Gisteren was er ineens echter een interessant stuk op Tweakers: over de opkomst van stiekeme crypto-miners. Deze crypto-miners worden op webpagina’s verstopt en zetten jouw computer aan het werk om virtuele munten te ‘minen’. Naarmate je een krachtigere computer hebt gaat dit sneller. Kortom: jij leest een artikel, en op de achtergrond wordt je computer aan het werk gezet om te schatgraven naar digitale munten. De beruchte Pirate Bay heeft hier mee ge-experimenteerd als vervanger voor banners, en daaruit bleek eigenlijk dat dit best een aardig model kan zijn. Mits je dus virtuele munten zoekt die nog niet al te veel competitie hebben, want de waardevolle Bitcoins (€7.400 per stuk) hebben inmiddels teveel concurrentie gekregen.

Nu kun je die crypto-mining situatie zien als een stiekeme manier om geld te verdienen aan jouw computer-power, en dat is het natuurlijk ook. Maar persoonsgegevens verkopen om reclame te laten zien is dat ook.
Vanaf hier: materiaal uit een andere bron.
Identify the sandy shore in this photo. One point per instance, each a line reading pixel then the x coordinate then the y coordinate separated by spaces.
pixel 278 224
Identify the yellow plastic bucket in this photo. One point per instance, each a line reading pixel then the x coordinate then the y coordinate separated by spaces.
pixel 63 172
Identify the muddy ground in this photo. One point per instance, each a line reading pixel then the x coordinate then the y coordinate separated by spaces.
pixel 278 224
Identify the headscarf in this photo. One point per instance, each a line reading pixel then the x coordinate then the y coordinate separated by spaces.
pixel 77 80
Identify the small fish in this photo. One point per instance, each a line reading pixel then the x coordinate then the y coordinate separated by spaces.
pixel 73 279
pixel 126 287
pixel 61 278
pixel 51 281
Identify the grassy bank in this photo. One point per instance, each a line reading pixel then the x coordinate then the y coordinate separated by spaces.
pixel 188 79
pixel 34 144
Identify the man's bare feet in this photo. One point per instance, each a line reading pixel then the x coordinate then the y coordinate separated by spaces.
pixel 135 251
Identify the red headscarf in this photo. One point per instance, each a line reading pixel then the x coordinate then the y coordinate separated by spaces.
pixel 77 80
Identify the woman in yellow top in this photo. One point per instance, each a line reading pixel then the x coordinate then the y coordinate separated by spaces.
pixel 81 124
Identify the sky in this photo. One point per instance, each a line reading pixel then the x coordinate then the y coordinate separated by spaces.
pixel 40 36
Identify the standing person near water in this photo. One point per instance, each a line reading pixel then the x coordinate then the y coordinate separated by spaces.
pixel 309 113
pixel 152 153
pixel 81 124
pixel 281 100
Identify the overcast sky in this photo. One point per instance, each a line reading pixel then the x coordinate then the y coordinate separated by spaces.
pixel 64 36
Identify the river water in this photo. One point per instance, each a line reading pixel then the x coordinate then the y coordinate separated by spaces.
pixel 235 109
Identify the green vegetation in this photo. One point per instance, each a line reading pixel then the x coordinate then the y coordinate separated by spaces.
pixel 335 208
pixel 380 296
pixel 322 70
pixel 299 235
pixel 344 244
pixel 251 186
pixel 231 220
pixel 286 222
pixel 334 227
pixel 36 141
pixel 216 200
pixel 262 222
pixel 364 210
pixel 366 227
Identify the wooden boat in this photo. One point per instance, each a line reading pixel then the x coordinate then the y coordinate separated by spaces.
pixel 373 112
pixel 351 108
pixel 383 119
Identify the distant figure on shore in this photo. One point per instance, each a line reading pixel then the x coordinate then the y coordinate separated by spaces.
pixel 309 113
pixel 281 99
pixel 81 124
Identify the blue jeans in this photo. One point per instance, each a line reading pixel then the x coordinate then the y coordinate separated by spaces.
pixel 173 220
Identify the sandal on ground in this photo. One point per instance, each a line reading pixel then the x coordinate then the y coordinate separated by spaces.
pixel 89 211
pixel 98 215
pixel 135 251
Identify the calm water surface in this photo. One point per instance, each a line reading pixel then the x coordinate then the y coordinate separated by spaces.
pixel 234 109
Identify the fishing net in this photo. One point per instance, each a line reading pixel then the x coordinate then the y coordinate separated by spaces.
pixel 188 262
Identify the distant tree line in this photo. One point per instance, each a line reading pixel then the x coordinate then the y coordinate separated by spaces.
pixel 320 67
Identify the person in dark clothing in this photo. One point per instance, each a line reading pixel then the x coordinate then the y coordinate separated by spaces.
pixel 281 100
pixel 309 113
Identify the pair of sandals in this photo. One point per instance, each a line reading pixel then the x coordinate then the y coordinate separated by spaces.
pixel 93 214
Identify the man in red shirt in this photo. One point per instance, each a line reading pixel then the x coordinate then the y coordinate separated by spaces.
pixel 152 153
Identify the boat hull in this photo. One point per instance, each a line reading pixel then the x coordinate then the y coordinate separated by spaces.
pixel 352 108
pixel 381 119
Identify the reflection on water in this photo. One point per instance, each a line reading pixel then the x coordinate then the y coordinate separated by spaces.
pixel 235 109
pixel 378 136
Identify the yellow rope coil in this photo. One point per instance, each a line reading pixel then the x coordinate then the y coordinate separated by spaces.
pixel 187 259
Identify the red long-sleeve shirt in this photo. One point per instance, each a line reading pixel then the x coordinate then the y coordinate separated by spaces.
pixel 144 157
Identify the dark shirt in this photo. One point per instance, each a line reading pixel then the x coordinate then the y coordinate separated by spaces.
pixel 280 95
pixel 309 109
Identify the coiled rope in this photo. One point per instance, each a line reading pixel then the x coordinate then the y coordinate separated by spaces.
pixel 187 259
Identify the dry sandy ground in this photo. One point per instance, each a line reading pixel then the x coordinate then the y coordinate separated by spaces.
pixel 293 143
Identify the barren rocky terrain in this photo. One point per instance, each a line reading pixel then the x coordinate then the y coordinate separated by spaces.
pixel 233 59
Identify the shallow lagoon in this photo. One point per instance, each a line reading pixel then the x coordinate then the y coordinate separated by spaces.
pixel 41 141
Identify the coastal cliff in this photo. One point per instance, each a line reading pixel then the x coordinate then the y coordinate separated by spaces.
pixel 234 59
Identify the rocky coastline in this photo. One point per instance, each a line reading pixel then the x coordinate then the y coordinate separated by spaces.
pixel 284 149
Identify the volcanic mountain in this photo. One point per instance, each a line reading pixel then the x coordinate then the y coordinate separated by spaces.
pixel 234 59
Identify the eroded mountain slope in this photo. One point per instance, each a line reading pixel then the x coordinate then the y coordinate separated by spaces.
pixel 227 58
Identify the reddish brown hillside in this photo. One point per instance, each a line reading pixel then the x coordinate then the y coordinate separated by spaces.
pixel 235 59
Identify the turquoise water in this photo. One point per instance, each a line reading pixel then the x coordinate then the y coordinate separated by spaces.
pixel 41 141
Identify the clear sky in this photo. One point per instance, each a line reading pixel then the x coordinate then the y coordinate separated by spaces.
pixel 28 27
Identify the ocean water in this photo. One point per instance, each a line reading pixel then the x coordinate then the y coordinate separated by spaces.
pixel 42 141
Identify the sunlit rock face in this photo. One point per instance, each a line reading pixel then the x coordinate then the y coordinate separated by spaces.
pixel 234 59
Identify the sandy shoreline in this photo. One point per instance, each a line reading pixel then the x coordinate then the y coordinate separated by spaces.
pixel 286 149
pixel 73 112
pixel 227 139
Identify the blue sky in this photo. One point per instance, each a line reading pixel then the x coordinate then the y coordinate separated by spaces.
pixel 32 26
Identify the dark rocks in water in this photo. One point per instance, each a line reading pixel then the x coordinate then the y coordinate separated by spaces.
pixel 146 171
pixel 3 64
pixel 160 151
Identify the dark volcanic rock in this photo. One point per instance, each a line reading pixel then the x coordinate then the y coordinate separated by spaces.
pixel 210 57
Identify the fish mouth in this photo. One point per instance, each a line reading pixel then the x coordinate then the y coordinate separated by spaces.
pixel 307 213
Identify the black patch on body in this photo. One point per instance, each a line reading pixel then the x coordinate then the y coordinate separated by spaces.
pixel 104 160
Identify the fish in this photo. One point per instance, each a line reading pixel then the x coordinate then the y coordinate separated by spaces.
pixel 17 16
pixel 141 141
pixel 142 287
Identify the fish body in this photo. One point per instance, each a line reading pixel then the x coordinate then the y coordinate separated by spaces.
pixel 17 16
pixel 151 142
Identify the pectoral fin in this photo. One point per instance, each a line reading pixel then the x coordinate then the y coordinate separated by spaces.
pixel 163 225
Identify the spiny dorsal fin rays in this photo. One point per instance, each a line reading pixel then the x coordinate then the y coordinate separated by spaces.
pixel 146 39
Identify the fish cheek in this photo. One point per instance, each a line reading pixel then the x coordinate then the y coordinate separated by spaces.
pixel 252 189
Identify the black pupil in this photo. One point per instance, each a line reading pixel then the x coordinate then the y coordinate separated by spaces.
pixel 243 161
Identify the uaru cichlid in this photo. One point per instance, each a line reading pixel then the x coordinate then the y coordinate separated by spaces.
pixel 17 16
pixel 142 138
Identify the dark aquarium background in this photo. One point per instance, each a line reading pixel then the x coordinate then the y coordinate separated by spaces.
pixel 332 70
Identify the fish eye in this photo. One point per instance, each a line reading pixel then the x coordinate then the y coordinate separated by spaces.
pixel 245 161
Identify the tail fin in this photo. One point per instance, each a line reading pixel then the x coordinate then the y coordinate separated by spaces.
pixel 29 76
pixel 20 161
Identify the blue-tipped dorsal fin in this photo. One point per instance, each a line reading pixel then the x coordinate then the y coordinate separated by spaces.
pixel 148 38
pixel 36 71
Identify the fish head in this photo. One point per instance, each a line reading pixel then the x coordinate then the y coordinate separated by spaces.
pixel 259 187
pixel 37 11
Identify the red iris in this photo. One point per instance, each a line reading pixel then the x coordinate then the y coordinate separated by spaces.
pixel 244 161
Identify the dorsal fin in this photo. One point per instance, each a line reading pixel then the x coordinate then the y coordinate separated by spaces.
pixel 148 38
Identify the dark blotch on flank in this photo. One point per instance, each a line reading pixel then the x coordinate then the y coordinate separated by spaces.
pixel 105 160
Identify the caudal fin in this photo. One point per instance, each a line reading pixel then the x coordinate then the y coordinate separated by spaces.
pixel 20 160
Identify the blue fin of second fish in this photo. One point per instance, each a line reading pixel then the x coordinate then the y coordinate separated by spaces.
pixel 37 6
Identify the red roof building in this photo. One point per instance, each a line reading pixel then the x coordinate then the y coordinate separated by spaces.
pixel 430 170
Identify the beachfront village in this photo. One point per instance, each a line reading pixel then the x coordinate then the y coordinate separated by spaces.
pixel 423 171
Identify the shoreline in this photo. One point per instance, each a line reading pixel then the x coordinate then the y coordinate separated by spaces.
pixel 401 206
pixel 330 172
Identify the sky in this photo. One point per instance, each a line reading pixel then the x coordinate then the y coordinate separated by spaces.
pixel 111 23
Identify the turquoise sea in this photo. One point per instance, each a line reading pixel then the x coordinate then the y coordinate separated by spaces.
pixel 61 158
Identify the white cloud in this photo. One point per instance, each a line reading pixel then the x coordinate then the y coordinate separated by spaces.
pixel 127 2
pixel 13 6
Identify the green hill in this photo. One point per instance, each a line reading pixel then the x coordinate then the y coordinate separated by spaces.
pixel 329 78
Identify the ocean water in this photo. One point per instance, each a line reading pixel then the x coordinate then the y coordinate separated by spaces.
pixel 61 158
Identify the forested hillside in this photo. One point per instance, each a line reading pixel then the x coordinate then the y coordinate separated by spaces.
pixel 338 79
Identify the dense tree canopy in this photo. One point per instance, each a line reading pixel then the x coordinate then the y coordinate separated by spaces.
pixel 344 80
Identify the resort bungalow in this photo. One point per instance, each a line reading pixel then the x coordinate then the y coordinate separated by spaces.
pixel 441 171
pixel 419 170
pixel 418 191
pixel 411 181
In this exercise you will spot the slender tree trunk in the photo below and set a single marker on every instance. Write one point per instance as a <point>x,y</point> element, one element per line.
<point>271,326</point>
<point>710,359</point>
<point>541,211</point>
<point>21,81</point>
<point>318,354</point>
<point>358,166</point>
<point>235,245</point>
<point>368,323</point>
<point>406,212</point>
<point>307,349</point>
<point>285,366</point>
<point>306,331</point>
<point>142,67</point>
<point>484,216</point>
Ik zou het denk ik nog niet eens zo bezwaarlijk vinden wanneer websites dit zouden doen, zolang ze dit duidelijk aangeven, en mijn computer niet onnodig langzaam maken. Maar normale computers zijn in ‘normaal’ gebruik nauwelijks meer dan 10% in ‘gebruik’ dus je zou dit normaal gesproken helemaal niet moeten merken. Bovendien kunnen websites een grens instellen aan de hoeveelheid capaciteit die de schatgraver maximaal mag vragen van je systeem. Dat lijkt me niet veel meer dan eerlijk.

Dit systeem kun je overigens ook inzetten om bijvoorbeeld grootschalig rekenwerk te doen voor bijvoorbeeld kankeronderzoek waar veel processorkracht nodig is om DNA berekeningen te doen. Dan sla je eigenlijk twee vliegen in één klap: je helpt aan een duurzaam business model én doet iets goeds voor de wereld.